Shevchenko podczas spotkania z mediami przed nadchodzącą walką została zapytana o to, czy bycie dużą faworytką wpływa w jakiś sposób na jej spojrzenie na starcie.
Nie wiem jaki to mogłoby mieć na mnie wpływ? Nie rozumiem. Trenuję bardzo ciężko po to, żeby potem toczyć łatwe walki. Gdyby ludzie mieli okazję zobaczyć jak trenuję zrozumieliby to.
Shevchenko dodała też, że nie jest osobą, która skupia się na tym co mówią o niej inni. Stara się iść swoją drogą i żyć swoim stylem, nie patrząc na innych.
To co interesuje mnie najbardziej, to jak sprawić, żeby moje walki były jeszcze lepsze, żeby bardziej dominować, walczyć bardziej technicznie i być silniejszą. To mnie interesuje najbardziej.

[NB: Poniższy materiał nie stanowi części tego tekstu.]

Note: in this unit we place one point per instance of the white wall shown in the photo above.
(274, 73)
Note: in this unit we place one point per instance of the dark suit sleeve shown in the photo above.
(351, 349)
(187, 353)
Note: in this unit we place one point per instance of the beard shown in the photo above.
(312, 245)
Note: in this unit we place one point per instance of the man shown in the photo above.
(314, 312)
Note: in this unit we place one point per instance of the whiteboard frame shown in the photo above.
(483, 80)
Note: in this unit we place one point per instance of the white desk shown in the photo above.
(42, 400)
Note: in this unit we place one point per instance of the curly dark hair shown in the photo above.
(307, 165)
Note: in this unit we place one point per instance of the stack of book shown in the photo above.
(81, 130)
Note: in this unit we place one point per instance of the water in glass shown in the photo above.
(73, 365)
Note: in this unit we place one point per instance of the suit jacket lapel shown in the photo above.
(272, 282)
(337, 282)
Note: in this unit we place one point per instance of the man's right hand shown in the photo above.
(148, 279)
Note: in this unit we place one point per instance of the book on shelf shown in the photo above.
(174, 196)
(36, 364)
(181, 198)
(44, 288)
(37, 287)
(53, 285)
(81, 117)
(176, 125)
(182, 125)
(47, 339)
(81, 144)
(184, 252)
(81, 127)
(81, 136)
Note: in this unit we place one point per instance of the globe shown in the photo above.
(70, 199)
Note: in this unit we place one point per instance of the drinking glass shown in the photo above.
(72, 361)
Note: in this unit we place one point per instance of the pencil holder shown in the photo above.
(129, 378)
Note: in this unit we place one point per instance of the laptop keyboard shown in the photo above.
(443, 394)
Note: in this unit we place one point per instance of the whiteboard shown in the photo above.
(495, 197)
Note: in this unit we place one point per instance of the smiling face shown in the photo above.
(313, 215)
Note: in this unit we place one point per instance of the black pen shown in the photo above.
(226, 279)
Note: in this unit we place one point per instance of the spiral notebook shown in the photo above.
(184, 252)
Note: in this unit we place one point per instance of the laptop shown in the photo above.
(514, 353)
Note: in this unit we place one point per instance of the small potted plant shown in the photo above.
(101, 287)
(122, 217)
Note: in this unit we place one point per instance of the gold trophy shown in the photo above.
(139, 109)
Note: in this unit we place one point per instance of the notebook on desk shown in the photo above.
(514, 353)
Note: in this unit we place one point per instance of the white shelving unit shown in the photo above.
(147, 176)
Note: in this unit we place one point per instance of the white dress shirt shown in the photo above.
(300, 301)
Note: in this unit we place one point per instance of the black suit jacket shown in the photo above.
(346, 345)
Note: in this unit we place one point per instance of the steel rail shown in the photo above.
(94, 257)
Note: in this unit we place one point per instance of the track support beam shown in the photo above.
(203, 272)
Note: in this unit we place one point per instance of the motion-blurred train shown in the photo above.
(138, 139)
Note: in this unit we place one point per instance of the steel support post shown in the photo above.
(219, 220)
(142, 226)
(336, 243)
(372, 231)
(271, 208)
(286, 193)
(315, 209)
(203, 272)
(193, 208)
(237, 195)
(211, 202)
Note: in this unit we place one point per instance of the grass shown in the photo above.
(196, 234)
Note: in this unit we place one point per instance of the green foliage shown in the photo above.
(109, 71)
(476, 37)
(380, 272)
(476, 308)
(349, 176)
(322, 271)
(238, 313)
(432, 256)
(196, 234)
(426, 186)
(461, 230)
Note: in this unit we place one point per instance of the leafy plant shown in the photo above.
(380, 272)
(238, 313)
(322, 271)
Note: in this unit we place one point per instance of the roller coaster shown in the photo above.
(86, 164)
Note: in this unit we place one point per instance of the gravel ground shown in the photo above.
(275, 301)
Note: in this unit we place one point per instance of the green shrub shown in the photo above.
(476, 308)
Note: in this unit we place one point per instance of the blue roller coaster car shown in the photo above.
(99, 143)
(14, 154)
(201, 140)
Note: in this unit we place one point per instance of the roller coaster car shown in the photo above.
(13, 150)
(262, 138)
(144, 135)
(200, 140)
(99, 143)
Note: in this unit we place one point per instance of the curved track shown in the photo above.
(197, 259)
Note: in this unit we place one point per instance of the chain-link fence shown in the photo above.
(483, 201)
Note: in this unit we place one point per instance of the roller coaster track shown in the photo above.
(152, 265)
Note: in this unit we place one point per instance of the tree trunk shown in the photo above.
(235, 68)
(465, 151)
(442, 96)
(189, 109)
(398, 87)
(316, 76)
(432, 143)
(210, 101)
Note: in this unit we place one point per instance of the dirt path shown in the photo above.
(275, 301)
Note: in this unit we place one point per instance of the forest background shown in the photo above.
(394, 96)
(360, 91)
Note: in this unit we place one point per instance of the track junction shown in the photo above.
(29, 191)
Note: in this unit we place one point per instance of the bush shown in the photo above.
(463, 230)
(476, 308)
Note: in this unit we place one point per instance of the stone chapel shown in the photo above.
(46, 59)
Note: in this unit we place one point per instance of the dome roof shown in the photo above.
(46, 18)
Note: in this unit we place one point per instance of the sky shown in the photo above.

Shevchenko od czasu przejścia w 2018 roku do wagi muszej wygrała 5 walk z rzędu. Mistrzowski pas zdobyła w walce z Joanną Jędrzejczyk, pokonując ją na gali UFC 231 w grudniu 2018 roku. Od tamtej walki trzykrotnie broniła mistrzowskiego tytułu w wadze do 125 funtów, pokonując po kolei Jessica Eye, Liz Carmouche i Katlyn Chookagian.